Hermione wrote:

Fig, i know i'm going back to basics here...

In this problem, how did you know to test for:

(1) n>o

(2) -2 < n < 0

(3) n < -2

Normally for a problem like this, I would just test for n>0 or n<0 but apparently this is not the case.

Any question has always to be asked

, especially before going to an exam such as the GMAT

... and u are welcome

Concerning the reason, the principle is to look for the crucial "point" or value s of n,x... when those values make flip the sign of the expression in the absolute value. This is done for every absolute values of an inequation.

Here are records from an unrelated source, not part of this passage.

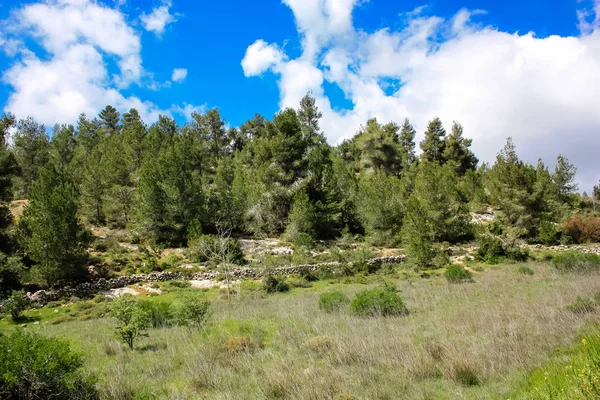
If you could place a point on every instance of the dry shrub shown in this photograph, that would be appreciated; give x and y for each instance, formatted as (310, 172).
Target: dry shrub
(464, 372)
(240, 344)
(583, 229)
(318, 344)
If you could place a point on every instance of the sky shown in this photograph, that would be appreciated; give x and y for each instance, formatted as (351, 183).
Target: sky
(529, 69)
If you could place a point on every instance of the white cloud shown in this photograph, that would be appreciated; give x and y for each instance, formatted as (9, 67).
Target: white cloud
(179, 75)
(540, 91)
(158, 19)
(260, 56)
(71, 76)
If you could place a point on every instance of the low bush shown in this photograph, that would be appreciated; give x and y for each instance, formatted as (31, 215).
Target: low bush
(333, 301)
(191, 310)
(582, 229)
(15, 305)
(274, 284)
(384, 301)
(525, 270)
(35, 367)
(573, 261)
(493, 250)
(457, 273)
(582, 305)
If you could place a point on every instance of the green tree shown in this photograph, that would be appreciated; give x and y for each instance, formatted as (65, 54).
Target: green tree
(457, 151)
(407, 144)
(434, 144)
(31, 149)
(564, 177)
(133, 319)
(50, 231)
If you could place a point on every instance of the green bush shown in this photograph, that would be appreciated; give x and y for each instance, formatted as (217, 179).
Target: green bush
(133, 319)
(191, 310)
(333, 301)
(15, 305)
(582, 305)
(456, 273)
(525, 270)
(159, 313)
(273, 284)
(573, 261)
(35, 367)
(384, 301)
(493, 250)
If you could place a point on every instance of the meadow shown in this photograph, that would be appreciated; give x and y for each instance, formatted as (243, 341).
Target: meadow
(476, 340)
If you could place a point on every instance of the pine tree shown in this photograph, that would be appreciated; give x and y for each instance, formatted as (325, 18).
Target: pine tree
(50, 231)
(434, 144)
(564, 177)
(457, 153)
(407, 144)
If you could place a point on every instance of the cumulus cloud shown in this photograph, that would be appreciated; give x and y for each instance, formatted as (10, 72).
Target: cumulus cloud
(69, 74)
(497, 84)
(158, 19)
(260, 56)
(179, 75)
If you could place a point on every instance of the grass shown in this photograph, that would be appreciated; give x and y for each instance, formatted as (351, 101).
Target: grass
(473, 341)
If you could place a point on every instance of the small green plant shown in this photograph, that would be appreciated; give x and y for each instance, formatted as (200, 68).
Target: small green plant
(582, 305)
(333, 301)
(133, 320)
(15, 305)
(457, 273)
(383, 301)
(191, 310)
(573, 261)
(273, 284)
(525, 270)
(35, 367)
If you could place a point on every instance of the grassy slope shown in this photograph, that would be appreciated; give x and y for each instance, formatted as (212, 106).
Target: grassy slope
(493, 330)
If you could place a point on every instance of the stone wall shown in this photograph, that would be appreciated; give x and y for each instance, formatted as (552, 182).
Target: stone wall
(100, 285)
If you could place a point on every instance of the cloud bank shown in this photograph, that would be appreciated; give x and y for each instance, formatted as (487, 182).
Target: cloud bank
(540, 91)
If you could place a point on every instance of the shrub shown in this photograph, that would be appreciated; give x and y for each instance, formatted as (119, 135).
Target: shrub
(582, 305)
(494, 250)
(133, 320)
(525, 270)
(273, 284)
(213, 247)
(457, 273)
(333, 301)
(159, 313)
(15, 305)
(582, 229)
(191, 310)
(384, 301)
(34, 367)
(573, 261)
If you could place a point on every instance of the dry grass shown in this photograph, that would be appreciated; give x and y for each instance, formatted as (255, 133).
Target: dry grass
(460, 341)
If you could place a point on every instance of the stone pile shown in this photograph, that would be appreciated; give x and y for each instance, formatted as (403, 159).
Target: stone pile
(102, 285)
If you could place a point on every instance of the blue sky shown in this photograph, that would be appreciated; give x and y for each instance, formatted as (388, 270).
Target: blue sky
(469, 60)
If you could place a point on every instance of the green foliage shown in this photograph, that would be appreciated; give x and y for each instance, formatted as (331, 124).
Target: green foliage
(384, 301)
(582, 305)
(274, 284)
(493, 250)
(133, 319)
(15, 305)
(50, 230)
(191, 310)
(573, 261)
(525, 270)
(35, 367)
(333, 301)
(457, 273)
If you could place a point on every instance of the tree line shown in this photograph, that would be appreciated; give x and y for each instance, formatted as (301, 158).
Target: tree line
(168, 183)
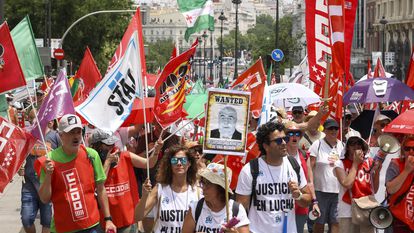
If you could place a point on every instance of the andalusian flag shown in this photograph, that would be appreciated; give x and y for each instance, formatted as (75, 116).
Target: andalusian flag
(26, 49)
(199, 15)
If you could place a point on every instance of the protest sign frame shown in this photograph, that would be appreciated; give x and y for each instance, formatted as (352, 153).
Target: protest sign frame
(237, 104)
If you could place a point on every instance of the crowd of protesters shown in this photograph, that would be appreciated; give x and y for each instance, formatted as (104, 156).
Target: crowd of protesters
(302, 168)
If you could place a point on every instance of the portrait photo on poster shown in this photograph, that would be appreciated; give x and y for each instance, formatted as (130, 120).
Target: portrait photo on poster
(226, 123)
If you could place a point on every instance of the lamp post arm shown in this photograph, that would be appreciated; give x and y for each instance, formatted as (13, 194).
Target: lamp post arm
(87, 15)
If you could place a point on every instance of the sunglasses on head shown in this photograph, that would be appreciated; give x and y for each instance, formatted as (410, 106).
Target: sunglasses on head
(294, 133)
(175, 160)
(333, 128)
(408, 148)
(204, 182)
(279, 141)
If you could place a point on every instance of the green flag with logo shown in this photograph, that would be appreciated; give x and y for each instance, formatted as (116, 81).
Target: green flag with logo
(198, 14)
(26, 49)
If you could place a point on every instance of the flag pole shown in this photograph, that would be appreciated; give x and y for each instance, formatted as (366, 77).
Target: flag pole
(226, 187)
(37, 122)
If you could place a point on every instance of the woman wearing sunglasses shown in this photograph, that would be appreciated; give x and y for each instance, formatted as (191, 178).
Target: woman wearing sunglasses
(175, 190)
(399, 182)
(209, 213)
(358, 177)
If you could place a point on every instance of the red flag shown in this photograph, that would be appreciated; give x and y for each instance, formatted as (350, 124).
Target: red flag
(236, 163)
(15, 144)
(253, 80)
(135, 25)
(11, 74)
(170, 89)
(379, 69)
(318, 37)
(409, 80)
(88, 75)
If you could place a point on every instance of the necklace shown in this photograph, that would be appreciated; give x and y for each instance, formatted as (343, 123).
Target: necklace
(175, 205)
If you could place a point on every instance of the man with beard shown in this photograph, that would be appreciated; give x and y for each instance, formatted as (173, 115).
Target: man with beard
(227, 120)
(121, 185)
(69, 177)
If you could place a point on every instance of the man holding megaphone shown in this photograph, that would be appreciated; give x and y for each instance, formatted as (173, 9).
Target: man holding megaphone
(399, 183)
(358, 183)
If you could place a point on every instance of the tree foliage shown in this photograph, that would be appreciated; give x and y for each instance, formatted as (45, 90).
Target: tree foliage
(102, 32)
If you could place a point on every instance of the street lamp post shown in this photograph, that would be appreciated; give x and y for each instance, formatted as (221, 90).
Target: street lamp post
(204, 56)
(236, 73)
(384, 22)
(221, 18)
(277, 36)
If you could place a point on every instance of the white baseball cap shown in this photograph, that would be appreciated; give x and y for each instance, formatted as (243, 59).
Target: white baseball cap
(69, 122)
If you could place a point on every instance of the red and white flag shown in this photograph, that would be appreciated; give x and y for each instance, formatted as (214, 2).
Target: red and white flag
(11, 74)
(88, 76)
(318, 36)
(15, 144)
(170, 89)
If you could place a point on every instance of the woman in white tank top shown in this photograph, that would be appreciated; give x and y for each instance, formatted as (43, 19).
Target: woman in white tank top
(175, 190)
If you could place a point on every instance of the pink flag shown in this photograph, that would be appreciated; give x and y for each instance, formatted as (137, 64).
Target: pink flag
(55, 105)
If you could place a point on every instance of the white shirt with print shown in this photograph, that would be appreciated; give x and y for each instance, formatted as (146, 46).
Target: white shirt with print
(323, 176)
(273, 196)
(210, 221)
(173, 208)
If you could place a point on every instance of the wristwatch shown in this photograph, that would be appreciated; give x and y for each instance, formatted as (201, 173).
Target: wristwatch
(300, 196)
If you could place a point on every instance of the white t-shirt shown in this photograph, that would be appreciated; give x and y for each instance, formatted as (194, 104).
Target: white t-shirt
(344, 209)
(272, 194)
(210, 221)
(324, 179)
(173, 208)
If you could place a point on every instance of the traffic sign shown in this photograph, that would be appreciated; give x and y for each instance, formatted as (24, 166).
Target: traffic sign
(59, 54)
(277, 55)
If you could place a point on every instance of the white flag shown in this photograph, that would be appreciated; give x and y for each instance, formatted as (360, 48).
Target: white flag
(110, 103)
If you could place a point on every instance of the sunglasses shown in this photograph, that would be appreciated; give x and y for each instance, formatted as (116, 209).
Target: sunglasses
(408, 148)
(205, 183)
(279, 141)
(294, 133)
(175, 160)
(297, 112)
(383, 125)
(333, 128)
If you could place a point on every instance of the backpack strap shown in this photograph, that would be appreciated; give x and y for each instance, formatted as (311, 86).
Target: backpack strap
(235, 208)
(254, 170)
(295, 166)
(199, 207)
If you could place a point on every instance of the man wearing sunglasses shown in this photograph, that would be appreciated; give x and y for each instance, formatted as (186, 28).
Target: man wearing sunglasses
(295, 134)
(227, 119)
(399, 181)
(271, 205)
(298, 114)
(323, 154)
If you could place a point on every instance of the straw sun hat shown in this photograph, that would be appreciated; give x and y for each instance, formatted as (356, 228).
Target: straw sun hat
(214, 173)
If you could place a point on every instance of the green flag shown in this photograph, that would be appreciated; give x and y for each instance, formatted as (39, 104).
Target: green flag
(26, 49)
(198, 87)
(199, 15)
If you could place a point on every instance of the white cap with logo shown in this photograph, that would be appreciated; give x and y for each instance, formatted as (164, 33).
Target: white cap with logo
(69, 122)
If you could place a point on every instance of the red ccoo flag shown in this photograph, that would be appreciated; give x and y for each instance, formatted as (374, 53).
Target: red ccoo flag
(88, 76)
(15, 144)
(170, 89)
(11, 74)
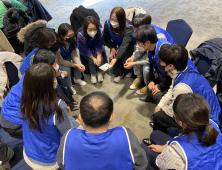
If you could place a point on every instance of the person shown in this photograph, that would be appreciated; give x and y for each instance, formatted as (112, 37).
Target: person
(118, 37)
(139, 60)
(98, 145)
(68, 54)
(158, 81)
(186, 79)
(199, 146)
(90, 40)
(44, 116)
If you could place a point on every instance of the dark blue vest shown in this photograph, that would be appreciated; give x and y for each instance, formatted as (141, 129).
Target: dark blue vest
(200, 85)
(42, 146)
(199, 156)
(118, 39)
(104, 151)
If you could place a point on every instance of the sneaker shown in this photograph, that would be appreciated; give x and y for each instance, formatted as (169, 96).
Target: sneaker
(142, 91)
(117, 79)
(73, 90)
(100, 77)
(93, 79)
(136, 83)
(81, 82)
(129, 75)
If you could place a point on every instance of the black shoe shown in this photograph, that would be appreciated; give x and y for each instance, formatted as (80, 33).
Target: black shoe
(146, 99)
(151, 124)
(147, 141)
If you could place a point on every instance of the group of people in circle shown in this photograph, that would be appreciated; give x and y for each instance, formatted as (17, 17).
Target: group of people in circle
(37, 107)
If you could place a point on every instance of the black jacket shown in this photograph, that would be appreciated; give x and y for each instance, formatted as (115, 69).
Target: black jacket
(78, 15)
(13, 21)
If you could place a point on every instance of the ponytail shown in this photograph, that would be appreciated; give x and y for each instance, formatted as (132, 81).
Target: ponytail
(211, 136)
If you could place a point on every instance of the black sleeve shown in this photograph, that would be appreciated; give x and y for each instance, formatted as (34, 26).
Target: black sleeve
(166, 83)
(107, 40)
(126, 42)
(139, 154)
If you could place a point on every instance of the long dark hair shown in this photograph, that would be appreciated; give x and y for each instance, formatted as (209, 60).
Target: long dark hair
(90, 20)
(62, 31)
(121, 17)
(194, 112)
(45, 37)
(39, 100)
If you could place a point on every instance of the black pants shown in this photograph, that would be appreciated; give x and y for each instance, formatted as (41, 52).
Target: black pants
(162, 121)
(159, 138)
(118, 68)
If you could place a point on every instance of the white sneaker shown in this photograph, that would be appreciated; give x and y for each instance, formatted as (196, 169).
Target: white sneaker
(117, 79)
(93, 79)
(100, 77)
(81, 82)
(129, 75)
(73, 90)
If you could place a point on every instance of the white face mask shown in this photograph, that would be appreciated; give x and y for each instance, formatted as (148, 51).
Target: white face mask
(114, 24)
(91, 33)
(56, 67)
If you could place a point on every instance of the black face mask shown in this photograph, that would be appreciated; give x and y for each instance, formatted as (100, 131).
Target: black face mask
(71, 40)
(54, 47)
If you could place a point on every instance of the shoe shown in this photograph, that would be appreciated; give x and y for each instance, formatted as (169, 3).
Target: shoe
(142, 91)
(100, 77)
(147, 141)
(117, 79)
(146, 99)
(136, 83)
(93, 79)
(129, 75)
(151, 124)
(73, 90)
(79, 81)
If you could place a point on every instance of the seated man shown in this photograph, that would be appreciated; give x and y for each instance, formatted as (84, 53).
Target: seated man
(139, 60)
(98, 148)
(186, 79)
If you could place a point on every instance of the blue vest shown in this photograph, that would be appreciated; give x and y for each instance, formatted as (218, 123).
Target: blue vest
(66, 53)
(154, 59)
(162, 31)
(200, 85)
(104, 151)
(199, 156)
(118, 39)
(43, 146)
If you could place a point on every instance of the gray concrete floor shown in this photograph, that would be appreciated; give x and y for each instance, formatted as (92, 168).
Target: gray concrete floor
(203, 16)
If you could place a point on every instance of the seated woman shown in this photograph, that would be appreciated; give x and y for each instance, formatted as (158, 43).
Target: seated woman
(45, 117)
(67, 56)
(118, 37)
(90, 40)
(199, 146)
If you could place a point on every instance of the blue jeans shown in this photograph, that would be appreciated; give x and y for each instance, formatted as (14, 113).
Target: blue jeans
(76, 72)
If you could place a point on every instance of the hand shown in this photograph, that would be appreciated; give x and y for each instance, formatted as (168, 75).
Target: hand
(155, 90)
(113, 53)
(157, 148)
(151, 85)
(157, 109)
(129, 65)
(131, 59)
(113, 62)
(65, 73)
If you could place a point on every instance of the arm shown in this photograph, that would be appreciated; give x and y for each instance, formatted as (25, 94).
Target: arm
(139, 154)
(107, 40)
(126, 42)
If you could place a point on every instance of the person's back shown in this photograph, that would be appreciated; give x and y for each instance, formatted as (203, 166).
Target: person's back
(98, 148)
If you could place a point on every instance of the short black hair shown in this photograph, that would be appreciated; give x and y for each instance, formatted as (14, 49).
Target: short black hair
(141, 19)
(145, 33)
(44, 56)
(96, 109)
(176, 55)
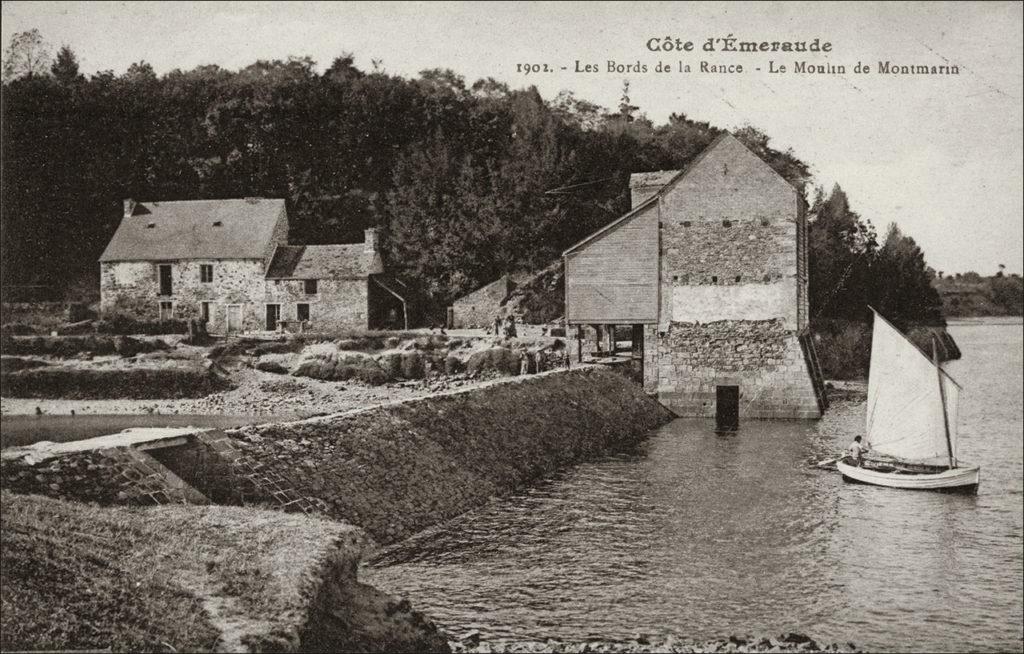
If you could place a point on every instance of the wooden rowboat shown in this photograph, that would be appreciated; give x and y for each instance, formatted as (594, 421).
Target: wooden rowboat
(910, 427)
(964, 478)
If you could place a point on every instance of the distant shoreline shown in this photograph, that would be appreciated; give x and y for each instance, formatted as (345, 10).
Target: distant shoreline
(984, 319)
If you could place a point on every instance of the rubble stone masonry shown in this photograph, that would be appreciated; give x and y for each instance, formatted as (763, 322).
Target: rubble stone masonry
(133, 288)
(762, 357)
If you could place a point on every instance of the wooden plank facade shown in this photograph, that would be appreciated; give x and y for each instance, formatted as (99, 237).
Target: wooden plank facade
(612, 277)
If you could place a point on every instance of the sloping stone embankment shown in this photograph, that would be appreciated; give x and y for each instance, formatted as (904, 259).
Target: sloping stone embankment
(397, 469)
(192, 579)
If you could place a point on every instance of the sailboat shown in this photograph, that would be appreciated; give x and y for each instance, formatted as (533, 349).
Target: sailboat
(911, 420)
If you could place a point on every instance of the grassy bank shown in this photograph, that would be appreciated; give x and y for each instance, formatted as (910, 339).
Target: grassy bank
(189, 578)
(139, 383)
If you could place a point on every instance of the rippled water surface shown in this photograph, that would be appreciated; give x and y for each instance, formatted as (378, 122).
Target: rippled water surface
(707, 535)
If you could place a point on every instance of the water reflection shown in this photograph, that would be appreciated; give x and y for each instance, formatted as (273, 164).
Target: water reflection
(705, 534)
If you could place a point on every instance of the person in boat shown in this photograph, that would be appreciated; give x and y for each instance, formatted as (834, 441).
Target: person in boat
(857, 449)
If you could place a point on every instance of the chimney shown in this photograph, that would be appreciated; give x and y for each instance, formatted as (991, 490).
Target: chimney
(371, 241)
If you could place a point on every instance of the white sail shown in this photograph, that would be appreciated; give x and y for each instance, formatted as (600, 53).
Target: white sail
(904, 405)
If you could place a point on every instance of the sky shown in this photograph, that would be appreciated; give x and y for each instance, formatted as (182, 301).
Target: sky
(941, 156)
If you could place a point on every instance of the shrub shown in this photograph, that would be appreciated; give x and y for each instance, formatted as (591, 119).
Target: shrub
(16, 329)
(271, 366)
(453, 365)
(391, 362)
(499, 359)
(412, 365)
(342, 368)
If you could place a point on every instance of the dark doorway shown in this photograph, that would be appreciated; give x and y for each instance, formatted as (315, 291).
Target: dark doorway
(727, 408)
(272, 315)
(636, 353)
(165, 278)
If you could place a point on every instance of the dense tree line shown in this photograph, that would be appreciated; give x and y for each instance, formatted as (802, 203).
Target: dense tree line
(468, 181)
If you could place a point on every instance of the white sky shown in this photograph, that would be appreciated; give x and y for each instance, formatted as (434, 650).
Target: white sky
(941, 156)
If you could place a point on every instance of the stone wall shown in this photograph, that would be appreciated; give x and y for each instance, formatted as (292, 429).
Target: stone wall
(764, 358)
(133, 288)
(479, 307)
(110, 476)
(337, 303)
(397, 469)
(393, 470)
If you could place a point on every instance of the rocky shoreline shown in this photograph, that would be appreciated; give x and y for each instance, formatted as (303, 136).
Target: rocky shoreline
(786, 643)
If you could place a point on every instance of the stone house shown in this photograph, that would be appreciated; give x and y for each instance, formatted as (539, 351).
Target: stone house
(479, 308)
(227, 262)
(710, 270)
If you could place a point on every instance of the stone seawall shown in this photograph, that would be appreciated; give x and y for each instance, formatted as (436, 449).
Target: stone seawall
(397, 469)
(393, 469)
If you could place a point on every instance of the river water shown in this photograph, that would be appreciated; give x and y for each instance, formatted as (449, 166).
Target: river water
(705, 535)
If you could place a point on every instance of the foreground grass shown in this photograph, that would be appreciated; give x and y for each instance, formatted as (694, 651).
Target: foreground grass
(169, 578)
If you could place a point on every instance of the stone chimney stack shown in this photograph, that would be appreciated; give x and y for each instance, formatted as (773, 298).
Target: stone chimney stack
(371, 241)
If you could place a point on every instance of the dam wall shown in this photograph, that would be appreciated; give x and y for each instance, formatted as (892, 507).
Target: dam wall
(392, 470)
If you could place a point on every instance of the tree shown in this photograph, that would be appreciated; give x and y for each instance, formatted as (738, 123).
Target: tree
(902, 286)
(65, 68)
(27, 56)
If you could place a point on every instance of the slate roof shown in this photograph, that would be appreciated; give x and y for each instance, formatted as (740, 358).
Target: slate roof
(347, 261)
(186, 229)
(656, 178)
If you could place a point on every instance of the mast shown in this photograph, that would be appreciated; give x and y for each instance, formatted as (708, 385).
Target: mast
(942, 395)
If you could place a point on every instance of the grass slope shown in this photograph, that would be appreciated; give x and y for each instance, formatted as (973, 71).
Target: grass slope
(192, 578)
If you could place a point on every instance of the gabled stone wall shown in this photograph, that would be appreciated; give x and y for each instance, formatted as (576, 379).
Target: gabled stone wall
(133, 288)
(337, 303)
(764, 358)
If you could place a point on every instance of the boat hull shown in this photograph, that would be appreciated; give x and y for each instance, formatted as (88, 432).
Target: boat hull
(964, 479)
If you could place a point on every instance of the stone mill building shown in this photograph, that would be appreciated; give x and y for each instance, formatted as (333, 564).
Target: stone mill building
(710, 270)
(227, 263)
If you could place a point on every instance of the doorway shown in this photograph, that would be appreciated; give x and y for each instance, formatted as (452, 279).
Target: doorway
(233, 318)
(727, 408)
(272, 315)
(165, 278)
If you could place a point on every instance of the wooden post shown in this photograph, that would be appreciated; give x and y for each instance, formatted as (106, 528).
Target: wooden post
(942, 396)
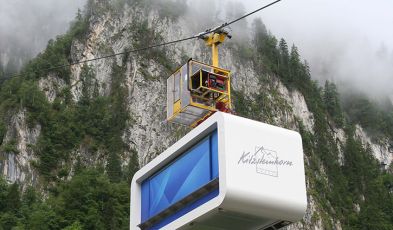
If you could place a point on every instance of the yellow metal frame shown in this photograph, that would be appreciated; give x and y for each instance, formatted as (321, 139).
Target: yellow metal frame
(212, 40)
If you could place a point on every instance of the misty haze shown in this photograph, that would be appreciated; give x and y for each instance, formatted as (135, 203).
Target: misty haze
(351, 46)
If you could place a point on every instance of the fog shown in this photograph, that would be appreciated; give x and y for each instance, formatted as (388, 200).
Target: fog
(27, 25)
(349, 42)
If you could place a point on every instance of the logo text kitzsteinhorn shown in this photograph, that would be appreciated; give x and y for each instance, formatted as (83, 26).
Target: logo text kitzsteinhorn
(260, 159)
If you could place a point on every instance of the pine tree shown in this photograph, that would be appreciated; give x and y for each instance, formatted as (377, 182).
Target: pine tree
(113, 167)
(332, 102)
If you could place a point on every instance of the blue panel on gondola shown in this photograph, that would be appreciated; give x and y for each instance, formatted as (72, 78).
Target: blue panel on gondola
(186, 174)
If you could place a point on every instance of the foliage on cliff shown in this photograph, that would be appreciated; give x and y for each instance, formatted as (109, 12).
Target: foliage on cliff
(352, 190)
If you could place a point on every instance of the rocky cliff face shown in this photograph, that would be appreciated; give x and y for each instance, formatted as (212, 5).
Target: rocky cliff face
(114, 30)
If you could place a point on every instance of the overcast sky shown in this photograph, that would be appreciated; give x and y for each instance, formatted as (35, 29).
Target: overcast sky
(27, 25)
(344, 40)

Concretely, we decompose the whole inquation in module to study:

o |n+2|:
# n+2 = 0 <=> n = -2

Also,

# n+2 > 0 <=> n > -2

# n+2 < 0 <=> n < -2

> The original inequation has to be studied on those 2 domains n < -2 and n > -2. Indeed, for those 2 domains, the simplified expression of |n+2| differs. That is |n+2| = n+2 when n > -2 and |n+2| = -(n+2) when n < -2.

o |n|:
# n = 0

Thus,

# n > 0

# n < 0

Finally, we have to study all combined domains, from |n+2| and from |n|, in the original inequation.

That gives : n < -2, -2 < n < 0, and n > 0.